K Most Popular Words

Goal

The goal of this report is to analyze the performance of different approaches for finding the k most popular words in a dataset while taking into account various factors that affect application performance. The report aims to investigate the impact of input size, algorithm efficiency, data structures, and system resource utilization (such as CPU and memory) on the performance of each approach. Through this analysis, the report aims to understand how the size of the input dataset affects the performance of each approach and identify techniques that can be used to mitigate the problems caused by increasing input dataset size, which is the core challenge of Big Data. By comparing and evaluating the performance of each approach, the report aims to provide insights into the strengths and limitations of each approach and guide the selection of the most suitable approach for a given scenario. This analysis will help readers understand the impact of various factors on the performance of an application and make informed decisions about selecting appropriate algorithms and data structures for processing large datasets.

The Problem Statement

The objective of this report is to design and implement an efficient python code to determine the top K most frequent/repeated words in a given dataset (example: K = 10) and present a detailed analysis of the performance through different metrics such as running time, speedup, CPU utilization, memory usage, etc. The report covers the analysis of the code execution on each of the three input data files separately.

The primary focus of this project is to obtain the result with the least possible execution time (or with the best performance on your computer) by skipping the "stop" words such as 'the' - which are provided in the stop words list available at stop_words_link.

The result should preserve case sensitivity, which means that words like "Title" and "title" are considered as two different words. The input dataset contains only English alphabets, white spaces and hyphen separated words, i.e., "a-z," "A-Z," "\s."

Initially, the code has been tested on a smaller dataset provided at small_dataset. Then, the code has been executed on three larger datasets of different sizes provided in a zip file available at zip_file_link. The zip file consists of three files with only English words, i.e., data_300MB.txt - a text file of size 300MB, data_2.5GB.txt - a text file of size 2.5GB, and data_16GB.txt - a text file of size 16GB.

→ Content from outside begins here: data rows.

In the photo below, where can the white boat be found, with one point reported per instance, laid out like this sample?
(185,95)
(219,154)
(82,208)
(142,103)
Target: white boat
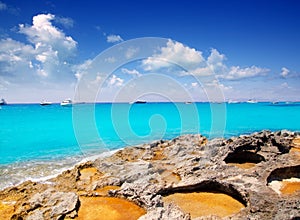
(233,102)
(251,101)
(66,102)
(45,103)
(138,102)
(3,102)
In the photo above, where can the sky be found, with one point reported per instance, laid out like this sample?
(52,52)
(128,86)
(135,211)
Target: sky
(236,50)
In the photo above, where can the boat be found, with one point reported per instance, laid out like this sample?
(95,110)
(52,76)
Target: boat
(45,103)
(3,102)
(233,102)
(251,101)
(138,102)
(66,102)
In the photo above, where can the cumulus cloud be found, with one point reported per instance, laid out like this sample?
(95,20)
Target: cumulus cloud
(131,52)
(43,34)
(174,52)
(113,38)
(284,72)
(133,72)
(66,22)
(110,59)
(47,54)
(115,81)
(236,72)
(3,6)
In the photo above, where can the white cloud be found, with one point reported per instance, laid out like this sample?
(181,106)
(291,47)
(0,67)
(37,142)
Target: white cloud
(3,6)
(46,36)
(46,55)
(217,84)
(215,61)
(285,85)
(236,73)
(133,72)
(115,81)
(66,22)
(174,52)
(113,38)
(284,72)
(194,84)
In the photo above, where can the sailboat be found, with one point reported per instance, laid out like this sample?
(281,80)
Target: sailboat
(66,102)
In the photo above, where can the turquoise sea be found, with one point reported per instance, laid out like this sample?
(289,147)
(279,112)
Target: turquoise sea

This report presents a detailed analysis of why a particular algorithm or data structure has been used to solve this problem. The report also covers the presentation of the results obtained from the execution of the code and the performance metrics calculated.

System Configurations

Processor: M2 processor used.
Cores: 10 number of cores.
Memory: 16 GB RAM available on the system.
Storage Type: SSd storage qith 512 GB storage space
Sorage size available: Available disk space.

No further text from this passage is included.